Why doesn’t my AC work?
If the A/C in your car isn’t working, the first step is to see if the compressor runs when the turn on the A/C and the engine. If you discover an AC compressor won’t run situation, follow these diagnostic steps to find out what’s wrong. You’ll need a digital multimeter and a wiring diagram or parts locator to find the high and low pressure switches.
The wiring diagram I show here is a generic diagram. It’s similar in most ways to how auto A/C is wired. But some vehicles have different wiring schemes.
Step 1: Check for power and ground at compressor clutch
Engine off. Disconnect the electrical connector at compressor clutch. Set meter at DC volts. Connect positive lead to one terminal in clutch electrical connector (1) , negative lead to battery ground. Start engine with A/C turned to max. Look for battery voltage on meter. If voltage is 0, move positive lead to the other terminal in electrical connector. If still 0, proceed to step 2.
If you see battery voltage on one terminal, leave the lead in that terminal and move the negative lead to the other terminal. If you see battery voltage with both leads connected to the electrical connector, that confirms the compressor clutch is getting power and ground. That means the clutch coil is bad. Some clutches are replaceable, others aren’t and you must replace the entire compressor.
Step 2 No power at compressor clutch
Find the compressor clutch relay and remove it from its socket. Connect the negative meter lead to battery negative terminal.
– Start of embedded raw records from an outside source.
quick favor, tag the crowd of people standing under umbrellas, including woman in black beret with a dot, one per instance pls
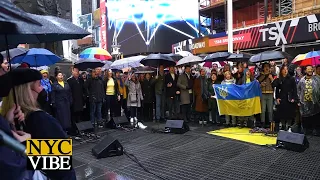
(49, 106)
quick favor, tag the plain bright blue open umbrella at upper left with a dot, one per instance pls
(37, 57)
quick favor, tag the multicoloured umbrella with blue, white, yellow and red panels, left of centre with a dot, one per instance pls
(95, 53)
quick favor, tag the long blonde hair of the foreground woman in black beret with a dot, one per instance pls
(24, 97)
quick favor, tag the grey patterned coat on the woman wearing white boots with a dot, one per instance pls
(135, 94)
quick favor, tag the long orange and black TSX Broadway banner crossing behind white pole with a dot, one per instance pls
(297, 30)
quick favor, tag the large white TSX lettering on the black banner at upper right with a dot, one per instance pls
(274, 33)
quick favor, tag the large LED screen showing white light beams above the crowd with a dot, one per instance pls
(141, 26)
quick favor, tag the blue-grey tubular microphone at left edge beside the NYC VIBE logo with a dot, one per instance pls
(12, 143)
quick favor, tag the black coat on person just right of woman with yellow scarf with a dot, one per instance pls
(77, 90)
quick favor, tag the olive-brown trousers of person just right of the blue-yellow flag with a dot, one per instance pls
(266, 106)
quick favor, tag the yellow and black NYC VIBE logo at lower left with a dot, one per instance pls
(49, 154)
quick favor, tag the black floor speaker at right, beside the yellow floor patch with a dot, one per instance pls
(292, 141)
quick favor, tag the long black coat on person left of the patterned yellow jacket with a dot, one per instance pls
(286, 89)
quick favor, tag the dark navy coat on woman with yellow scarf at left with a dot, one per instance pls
(61, 101)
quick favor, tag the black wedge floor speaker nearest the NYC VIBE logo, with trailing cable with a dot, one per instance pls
(107, 147)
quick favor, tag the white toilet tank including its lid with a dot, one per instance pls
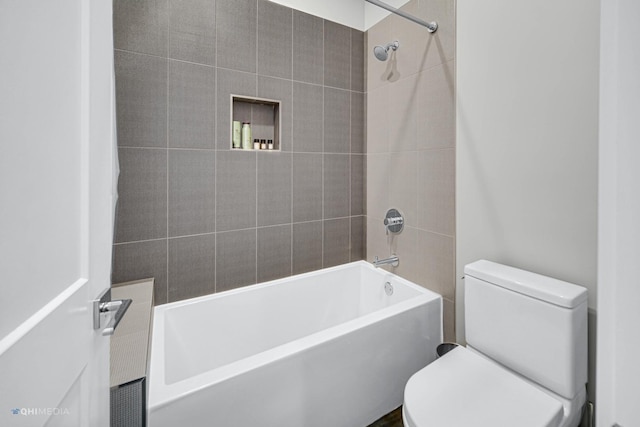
(532, 324)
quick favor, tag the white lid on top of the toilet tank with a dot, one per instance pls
(554, 291)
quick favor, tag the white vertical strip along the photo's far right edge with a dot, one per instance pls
(619, 210)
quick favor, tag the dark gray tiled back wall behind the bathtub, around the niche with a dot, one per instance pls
(192, 213)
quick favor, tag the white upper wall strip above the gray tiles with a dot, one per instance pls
(357, 14)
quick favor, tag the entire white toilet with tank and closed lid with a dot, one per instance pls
(525, 363)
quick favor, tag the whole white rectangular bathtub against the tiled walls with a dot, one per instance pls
(327, 348)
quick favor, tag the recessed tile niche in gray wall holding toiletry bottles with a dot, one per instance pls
(262, 114)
Probe the relay socket terminals to detect battery power at terminals 2 & 3. If you don’t see battery voltage on both terminals, check the fuses and wiring to the relay. If you have battery power on both terminals, connect the positive lead to terminal 3 and the negative lead to terminal 4. You should see battery voltage. If you don’t, the PCM isn’t providing ground to the relay control coil, move to step 3.
Step 3 No ground at relay coil
The PCM will not provide ground to the compressor relay if the system is low on refrigerant or the pressure in the system is too high due to a blocked condenser, bad orifice tube or TMX valve. Locate the low pressure and high pressure switches. With meter still set on DC volts, disconnect the electrical connector at the low pressure switch. Connect the positive lead to one terminal and the negative lead to the other terminal. Start the engine and turn the A/C to max. Look for voltage on one of the two terminals (5). If you see volts, that means the PCM is providing power. Do the same test on the high pressure switch 5). Of power is present at both switches, conduct a continuity test across the switch contacts step 4
Step 4 Check for continuity at pressure switches
With the meter set at ohms, connect one meter lead to one terminal (5) on the low pressure switch and the other lead to the other terminal (7) on the switch. If the switch is closed, the refrigerant level is good and you’ll get an ohms reading. If the pressure is too low, the switch will be open and you’ll get an infinite reading between 5 & 7. In that case, add refrigerant. Do NOT place a jumper across the low pressure switch in other to start the compressor. Refrigerant carries oil to lubricate the compressor. Running the compressor when it’s low on charge can starve the compressor of oil, destroying it in the process.
Repeat the test at the high pressure switch. With the meter set at ohms, connect one meter lead to one terminal (6) on the high pressure switch and the other lead to the other terminal (8) on the switch. If the switch is closed, the refrigerant pressure is good and you’ll get an ohms reading. If the pressure is too high, the switch will be open and you’ll get an infinite reading between 5 & 7. In that case, you have a serious restriction somewhere in the system and it must be serviced by a professional.